A plan to combat global warming in New Jersey could end up subsidizing power plants that put more greenhouse gases into the air, environmental groups complained on Thursday.
The legislation has been rewritten to allow power plants to get anti-warming funding — and to remove a requirement that recipients prove they would cut greenhouse emissions, environmentalists said during a Trenton news conference.
It’s a giveaway to power companies and one of the many reasons the groups said they no longer support New Jersey’s first serious effort to crack down on heat-trapping pollution.
“How do you get money to reduce greenhouse gases when you’re becoming a new source of greenhouse gases?” asked Jeff Tittel, director of the state Sierra Club. “This bill is not about the environment anymore; it’s about lobbying and special interests.”
A spokesman for one of the electric producers that could benefit, however, said developing more efficient power plants that replace older, more polluting versions could help in the climate fight.

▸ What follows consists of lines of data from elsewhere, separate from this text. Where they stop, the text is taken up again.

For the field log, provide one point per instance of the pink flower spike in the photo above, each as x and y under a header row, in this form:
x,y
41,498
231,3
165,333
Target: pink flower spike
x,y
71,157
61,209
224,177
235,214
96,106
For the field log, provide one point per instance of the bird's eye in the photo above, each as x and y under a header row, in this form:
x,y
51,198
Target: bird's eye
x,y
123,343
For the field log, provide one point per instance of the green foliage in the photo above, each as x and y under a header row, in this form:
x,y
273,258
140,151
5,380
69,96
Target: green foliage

“We’re already short on electricity production in New Jersey, and until we build more of it at the lowest greenhouse intensity, we’re just going to extend the life of coal plants outside of New Jersey,” said Matthew Held, a spokesman for New Brunswick-based LS Power Inc.
The so-called “cap and trade” bill (S2976) would allow New Jersey to join nine other Northeastern states seeking to cut emissions of carbon dioxide and other greenhouse gases from power plants.
The program would limit overall emissions and require companies to buy “allowances” for each ton of carbon they emit. Utilities that cut pollution could sell allowances to companies that need to emit more, creating a financial incentive to clean up, the theory goes.
The program would cut emissions 10 percent by 2019 and do nothing about vehicles or other major greenhouse sources, but supporters see it as a first step that could encourage the federal government to start a national effort.
But those goals could be jeopardized by the state legislatures’ attempt to rewrite the program, environmentalists said.